Historical comparison — normal pullbacks during a bottom bounce

Looking back at RIVER’s price action, the first wave of gains started from $7, went through a long period of choppy consolidation, and was not a straight-line surge. This current rally follows the same pattern: it started from the $7 bottom, climbed to a new high at $21, and then pulled back to around $14. A pullback of about 20% is a normal technical adjustment—an essential reset during the rebound, not a signal of a trend reversal.

Price volatility in the bottom region often makes investors feel an urge to confirm the direction of the market. But historically, truly major rallies usually take time to build; simply waiting to see a temporary up or down move isn’t a rational approach.

High funding rate ≠ inevitable decline — interpreting the fee mechanism

A common misunderstanding in the comments is that a high funding rate automatically means the price must drop significantly. In reality, a high funding rate only reflects the current state of open long positions—not an inevitable signal of price decline. Conversely, investors can also use a high funding rate to earn fee income, and then respond when a real downturn arrives.

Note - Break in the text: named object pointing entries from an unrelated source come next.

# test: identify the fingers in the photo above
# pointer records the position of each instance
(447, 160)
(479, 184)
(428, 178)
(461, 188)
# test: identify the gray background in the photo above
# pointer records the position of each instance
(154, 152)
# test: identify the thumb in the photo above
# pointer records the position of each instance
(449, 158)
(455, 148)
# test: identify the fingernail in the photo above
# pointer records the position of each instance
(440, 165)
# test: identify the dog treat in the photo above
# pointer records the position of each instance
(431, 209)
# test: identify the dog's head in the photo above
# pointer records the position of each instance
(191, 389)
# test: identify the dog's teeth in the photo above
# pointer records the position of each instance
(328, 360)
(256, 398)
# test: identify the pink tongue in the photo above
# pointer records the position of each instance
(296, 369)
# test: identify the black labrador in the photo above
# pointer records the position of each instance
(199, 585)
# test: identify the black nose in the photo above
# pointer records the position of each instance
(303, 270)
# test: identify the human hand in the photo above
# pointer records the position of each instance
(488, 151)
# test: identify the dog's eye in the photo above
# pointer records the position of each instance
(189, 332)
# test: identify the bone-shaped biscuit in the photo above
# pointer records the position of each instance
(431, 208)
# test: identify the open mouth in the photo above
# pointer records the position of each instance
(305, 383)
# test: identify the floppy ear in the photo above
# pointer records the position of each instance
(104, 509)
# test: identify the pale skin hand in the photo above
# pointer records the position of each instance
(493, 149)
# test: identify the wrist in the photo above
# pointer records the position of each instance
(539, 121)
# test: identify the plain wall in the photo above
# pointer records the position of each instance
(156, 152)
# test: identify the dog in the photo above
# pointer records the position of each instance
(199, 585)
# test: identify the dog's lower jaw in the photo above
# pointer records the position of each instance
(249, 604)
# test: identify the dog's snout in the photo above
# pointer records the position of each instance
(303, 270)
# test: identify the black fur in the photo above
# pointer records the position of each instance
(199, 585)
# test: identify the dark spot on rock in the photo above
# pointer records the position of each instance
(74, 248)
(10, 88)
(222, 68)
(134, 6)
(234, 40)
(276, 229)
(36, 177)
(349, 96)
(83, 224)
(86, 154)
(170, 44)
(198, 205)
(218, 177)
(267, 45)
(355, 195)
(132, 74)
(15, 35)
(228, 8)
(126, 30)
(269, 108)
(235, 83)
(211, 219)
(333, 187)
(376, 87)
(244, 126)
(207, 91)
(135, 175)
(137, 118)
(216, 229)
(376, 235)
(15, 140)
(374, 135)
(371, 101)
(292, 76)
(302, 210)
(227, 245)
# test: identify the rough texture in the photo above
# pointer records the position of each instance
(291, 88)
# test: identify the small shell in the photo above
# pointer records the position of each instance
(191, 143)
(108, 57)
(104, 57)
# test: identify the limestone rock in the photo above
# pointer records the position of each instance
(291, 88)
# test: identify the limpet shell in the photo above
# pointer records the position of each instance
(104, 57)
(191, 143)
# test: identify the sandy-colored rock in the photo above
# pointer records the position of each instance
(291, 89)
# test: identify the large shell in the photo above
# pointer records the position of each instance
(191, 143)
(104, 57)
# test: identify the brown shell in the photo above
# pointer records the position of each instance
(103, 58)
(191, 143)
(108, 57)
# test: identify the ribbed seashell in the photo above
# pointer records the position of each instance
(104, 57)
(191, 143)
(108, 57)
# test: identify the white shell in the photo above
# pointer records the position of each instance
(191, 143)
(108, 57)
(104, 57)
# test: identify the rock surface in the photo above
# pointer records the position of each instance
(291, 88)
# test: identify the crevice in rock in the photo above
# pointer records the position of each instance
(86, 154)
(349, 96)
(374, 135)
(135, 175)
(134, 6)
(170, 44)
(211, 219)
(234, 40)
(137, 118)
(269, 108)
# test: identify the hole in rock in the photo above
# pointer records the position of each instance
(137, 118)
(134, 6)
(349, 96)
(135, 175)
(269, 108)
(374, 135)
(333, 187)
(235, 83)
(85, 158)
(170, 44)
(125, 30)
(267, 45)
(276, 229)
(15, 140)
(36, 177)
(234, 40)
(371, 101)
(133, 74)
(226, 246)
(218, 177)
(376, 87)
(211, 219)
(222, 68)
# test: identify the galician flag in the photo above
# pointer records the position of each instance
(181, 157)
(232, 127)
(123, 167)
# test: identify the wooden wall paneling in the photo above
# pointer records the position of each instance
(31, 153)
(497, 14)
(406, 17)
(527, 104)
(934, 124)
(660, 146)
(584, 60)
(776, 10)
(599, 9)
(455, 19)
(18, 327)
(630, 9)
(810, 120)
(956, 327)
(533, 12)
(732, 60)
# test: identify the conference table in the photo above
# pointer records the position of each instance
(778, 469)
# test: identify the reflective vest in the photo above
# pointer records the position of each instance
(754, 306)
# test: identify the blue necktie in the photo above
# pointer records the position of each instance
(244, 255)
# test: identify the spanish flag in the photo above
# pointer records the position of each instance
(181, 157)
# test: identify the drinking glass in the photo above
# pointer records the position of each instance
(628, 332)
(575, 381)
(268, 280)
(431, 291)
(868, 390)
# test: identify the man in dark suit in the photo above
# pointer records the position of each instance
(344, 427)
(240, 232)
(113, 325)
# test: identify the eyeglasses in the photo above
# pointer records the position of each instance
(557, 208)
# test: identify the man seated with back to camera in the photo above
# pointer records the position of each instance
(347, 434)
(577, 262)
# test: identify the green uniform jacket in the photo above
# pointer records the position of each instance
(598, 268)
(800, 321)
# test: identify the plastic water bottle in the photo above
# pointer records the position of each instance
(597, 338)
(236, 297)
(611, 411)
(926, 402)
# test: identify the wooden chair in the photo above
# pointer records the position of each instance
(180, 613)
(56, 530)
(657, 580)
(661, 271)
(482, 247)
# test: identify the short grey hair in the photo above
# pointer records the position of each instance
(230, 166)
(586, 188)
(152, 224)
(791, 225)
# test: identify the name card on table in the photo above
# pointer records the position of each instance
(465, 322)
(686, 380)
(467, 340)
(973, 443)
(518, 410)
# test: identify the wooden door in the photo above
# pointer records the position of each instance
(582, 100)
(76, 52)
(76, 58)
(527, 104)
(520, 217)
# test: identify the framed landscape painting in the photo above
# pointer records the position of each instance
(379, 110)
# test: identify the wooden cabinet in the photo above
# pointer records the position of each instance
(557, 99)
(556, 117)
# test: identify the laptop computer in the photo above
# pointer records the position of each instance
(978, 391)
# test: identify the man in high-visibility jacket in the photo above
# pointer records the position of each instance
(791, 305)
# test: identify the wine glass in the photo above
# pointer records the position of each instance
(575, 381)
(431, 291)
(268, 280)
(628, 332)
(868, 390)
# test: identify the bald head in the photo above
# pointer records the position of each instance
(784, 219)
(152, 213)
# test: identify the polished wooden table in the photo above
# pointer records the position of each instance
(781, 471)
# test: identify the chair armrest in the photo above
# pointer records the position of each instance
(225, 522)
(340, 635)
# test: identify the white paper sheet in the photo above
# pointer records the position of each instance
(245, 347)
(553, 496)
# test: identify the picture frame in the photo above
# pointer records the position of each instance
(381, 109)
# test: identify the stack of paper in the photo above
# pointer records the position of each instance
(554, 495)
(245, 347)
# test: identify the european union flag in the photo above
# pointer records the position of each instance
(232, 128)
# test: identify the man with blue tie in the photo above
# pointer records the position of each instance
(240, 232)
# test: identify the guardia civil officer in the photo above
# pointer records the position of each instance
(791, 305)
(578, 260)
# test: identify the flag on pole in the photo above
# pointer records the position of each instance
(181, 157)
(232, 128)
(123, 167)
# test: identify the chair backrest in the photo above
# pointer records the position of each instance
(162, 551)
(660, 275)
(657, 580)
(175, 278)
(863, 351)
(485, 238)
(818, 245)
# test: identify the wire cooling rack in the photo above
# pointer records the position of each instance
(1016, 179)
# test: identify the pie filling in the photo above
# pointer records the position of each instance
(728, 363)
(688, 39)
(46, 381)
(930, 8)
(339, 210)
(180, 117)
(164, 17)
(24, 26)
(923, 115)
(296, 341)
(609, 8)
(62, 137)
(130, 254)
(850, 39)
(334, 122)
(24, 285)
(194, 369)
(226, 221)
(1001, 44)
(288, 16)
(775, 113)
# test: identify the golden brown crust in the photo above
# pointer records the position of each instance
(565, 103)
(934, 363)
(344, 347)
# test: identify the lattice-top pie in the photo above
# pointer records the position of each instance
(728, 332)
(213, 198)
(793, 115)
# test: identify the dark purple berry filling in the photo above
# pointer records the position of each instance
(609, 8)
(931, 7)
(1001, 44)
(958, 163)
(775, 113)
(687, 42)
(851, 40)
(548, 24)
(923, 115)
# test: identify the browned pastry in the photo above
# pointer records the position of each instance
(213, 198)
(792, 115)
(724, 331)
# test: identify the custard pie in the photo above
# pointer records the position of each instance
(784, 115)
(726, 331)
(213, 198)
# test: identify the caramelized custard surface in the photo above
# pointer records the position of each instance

It’s also worth noting that funding rate settlement is usually done every 1 hour, but the current market’s settlement interval has been extended to 4 hours. This change directly affects the fee profit cycle and risk management strategy—understanding this is crucial for futures trading.

Waiting for confirmation after U.S. stock market opens

When the market is bullish, participants often want to see the gains immediately and expect the price to surge right away. But in most cases, confirmation of the key direction usually requires waiting for the funding/positioning reaction after the U.S. stock market opens. As a barometer of global risk assets, the performance of U.S. stocks directly influences the short-term trajectory of crypto.

Based on the analysis above, my personal trading bias is bullish, but the prerequisite is being fully mentally prepared for possible short-term pullbacks. If an investor’s judgment is bearish, shorting is also a reasonable choice—the key is to base it on your own analysis framework, not to follow the crowd’s opinion.